After this, few people would venture abroad at night, unless in case of dire and exigent need; and those who did venture went in armed companies and were all furnished with flambeaux, thinking thus to frighten away the demon, which they adjudged a creature of darkness that would abhor the light and shrink therefrom, through the nature of its kind. But the boldness of this fiend was beyond measure; for it proceeded to attack more than one company of worthy citizens, disregarding the flaring torches that were thrust in its face, or putting them out with th stenchful wind of its wide vans.

 

Evidently it was a spirit of homicidal hate, for all the people on whom it seized were grievously mangled or torn to numberless shreds by its teeth and talons.

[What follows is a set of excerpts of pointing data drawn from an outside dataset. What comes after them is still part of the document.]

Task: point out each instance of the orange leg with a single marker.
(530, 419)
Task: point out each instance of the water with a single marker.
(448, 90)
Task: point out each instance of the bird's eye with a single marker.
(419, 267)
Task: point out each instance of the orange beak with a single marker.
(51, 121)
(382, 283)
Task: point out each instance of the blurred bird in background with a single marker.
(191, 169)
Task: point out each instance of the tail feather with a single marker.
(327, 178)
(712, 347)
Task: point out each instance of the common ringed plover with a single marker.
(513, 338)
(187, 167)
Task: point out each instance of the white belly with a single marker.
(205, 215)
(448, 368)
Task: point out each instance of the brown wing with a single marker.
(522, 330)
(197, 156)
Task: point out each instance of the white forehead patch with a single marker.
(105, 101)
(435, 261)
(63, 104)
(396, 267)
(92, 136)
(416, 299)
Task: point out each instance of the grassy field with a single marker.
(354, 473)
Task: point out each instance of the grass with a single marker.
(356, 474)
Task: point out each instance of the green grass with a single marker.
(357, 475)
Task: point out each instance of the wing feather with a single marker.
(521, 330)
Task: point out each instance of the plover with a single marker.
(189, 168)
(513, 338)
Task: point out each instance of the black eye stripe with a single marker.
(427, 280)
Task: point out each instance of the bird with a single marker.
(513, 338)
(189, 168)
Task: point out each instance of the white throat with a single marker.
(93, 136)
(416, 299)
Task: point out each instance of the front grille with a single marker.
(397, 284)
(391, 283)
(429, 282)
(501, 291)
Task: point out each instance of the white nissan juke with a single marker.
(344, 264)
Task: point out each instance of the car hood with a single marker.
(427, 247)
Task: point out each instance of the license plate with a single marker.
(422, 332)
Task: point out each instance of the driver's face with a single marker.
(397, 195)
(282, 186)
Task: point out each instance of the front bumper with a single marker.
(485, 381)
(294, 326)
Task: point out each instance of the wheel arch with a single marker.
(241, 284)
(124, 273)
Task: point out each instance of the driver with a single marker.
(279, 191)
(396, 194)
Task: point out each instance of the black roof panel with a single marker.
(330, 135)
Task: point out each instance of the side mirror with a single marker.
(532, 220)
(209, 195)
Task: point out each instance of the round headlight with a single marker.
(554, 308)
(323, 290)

Those who saw it, and survived, were wont to describe it variously and with much ambiguity; but all agreed in attributing to it the head of a ferocious animal and the wings of a monstrous bird. Some, the most learned in demonology, were fain to identify it with Modo, the spirit of murder; and others took it for one of the great lieutenants of Satan, perhaps Amaimon or Alastor, gone mad with exasperation at the impregnable supremacy of Christ in the holy city of Vyones.